I think these precautions are unnecessary.
Anyway, thanks for explaining this, I now know how to change the code
to DTRT on MS-Windows wrt to the thread checks.
This is unfortunately all surprisingly subtle and vaguely defined. See e.g.
http://stackoverflow.com/q/19744250/178761 (apparently the standards are vague about what happens to detached threads after main has exited).
> OK, but then either there should have been a comment explaining this,
> or, better, the test should have been after the addition. (Which, by
> some strange luck -- or maybe something else -- is just what Paul
> already did ;-)
>
> If the test gets moved after the addition, then we should have a verify
> (MAX_EMACS_UINT - 1 > MOST_POSITIVE_FIXNUM) or use __builtin_add_overflow to
> make sure the addition doesn't cause UB.
I don't think so. Please take a look at the code Paul wrote there, I
don't see a problem with it.
There is no problem with the code, but reading it requires knowledge that there are tag bits, which prevent a possible signed overflow. A verify would be a compiler-checked comment for that.
> > No validity checks on 'fin'?
> >
> > How should it be validated? In C an arbitrary (invalid) pointer could be
> > passed. I think we just have to accept that this is UB.
>
> Given the extensive checks elsewhere in the file, this surprised me,
> that's all. How to test it? calling valid_pointer_p would be one
> thing I'd suggest. Maybe there are other (perhaps platform-dependent)
> checks possible here, I would have to look around.

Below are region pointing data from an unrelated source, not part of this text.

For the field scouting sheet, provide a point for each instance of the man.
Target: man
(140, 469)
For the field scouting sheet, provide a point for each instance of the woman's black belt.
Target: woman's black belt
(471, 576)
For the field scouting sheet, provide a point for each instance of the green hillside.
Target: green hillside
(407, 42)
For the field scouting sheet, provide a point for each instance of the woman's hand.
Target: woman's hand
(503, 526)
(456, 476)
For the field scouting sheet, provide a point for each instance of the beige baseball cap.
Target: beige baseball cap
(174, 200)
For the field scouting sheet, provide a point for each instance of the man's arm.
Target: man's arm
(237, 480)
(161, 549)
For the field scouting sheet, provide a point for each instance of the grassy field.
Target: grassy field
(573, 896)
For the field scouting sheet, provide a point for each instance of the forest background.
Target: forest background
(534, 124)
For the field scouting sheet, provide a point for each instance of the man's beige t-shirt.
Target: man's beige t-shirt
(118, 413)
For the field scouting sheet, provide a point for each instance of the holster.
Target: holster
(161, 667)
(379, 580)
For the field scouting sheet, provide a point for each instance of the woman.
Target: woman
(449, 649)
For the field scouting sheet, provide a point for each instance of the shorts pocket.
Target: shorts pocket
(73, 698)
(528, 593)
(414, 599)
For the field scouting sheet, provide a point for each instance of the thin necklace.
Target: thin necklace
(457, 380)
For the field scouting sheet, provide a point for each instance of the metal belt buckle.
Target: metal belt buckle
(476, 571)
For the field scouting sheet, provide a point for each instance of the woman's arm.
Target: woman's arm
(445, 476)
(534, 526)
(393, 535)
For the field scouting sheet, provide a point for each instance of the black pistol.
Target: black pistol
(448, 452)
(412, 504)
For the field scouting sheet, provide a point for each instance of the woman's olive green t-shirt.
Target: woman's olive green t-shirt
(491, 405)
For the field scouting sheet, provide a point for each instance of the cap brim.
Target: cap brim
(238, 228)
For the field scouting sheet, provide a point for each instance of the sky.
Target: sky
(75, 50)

For example, it
> would be good to make sure this points into executable code.
>
> You can't validate pointers in C. For example, is the following pointer valid?
>
> long a;
> double *p = (double *)(&a);
>
> The answer is no; this is an aliasing violation, and dereferencing p is UB, but
> you won't detect this by trying to read the process's address space.
The function valid_pointer_p validates a pointer in the sense that it
points into the program's address space. That's not a full
validation, and won't catch unaligned pointers or pointers into
non-executable portions of memory, but it's better than nothing. I'd
certainly consider it under "#ifdef ENABLE_CHECKING" at least.
We can add that for consistency, though I'm not sure whether such checks don't do more harm than good.
> See also
> http://blogs.msdn.com/b/oldnewthing/archive/2006/09/27/773741.aspx.
We don't use IsBadWritePtr on Windows to check this, see
w32_valid_pointer_p for how this is actually implemented.
Much of this applies generally.
> "But what should I do, then, if somebody passes me a bad pointer?"
> You should crash.
Anyway, I'm surprised by this extreme POV: even if we cannot validate
a pointer 100%, surely it doesn't mean we cannot or shouldn't do some
partial job? Why this "all or nothing" approach?
We can check whether it's NULL. Apart from that, everything else is outside of the C standard.
> > if (len > INT_MAX || len < envptr->min_arity || (envptr->max_arity >= 0
> &&
> > len > envptr->max_arity))
> > xsignal2 (Qwrong_number_of_arguments, module_format_fun_env (envptr),
> > make_number (len));
> >
> > Why the test against INT_MAX? EMACS_INT can legitimately be a 64-bit
> > data type with values far exceeding INT_MAX. Why impose this
> > limitation here?
> >
> > Because the nargs argument in the module interface is an int.
>
> Shouldn't it be EMACS_INT instead?
>
> EMACS_INT is an internal type that isn't exposed to module authors.
OK, but the type of nargs is ptrdiff_t, so the test should be against
the maximum of that type. On 64-bit hosts, ptrdiff_t is a 64-bit
type, while an int is still 32-bit wide.
Yes, the type is *now* ptrdiff_t. It was int when I wrote the code :-)
> Could xmalloc grow a variant that is guaranteed not to call longjmp?
We need to devise a way for it to detect that it was called from
emacs-module.c, the rest is simple, I think.
Hmm, why does it need to detect anything? Can't it just be a different function that doesn't signal, similar to push_handler and push_handler_nosignal?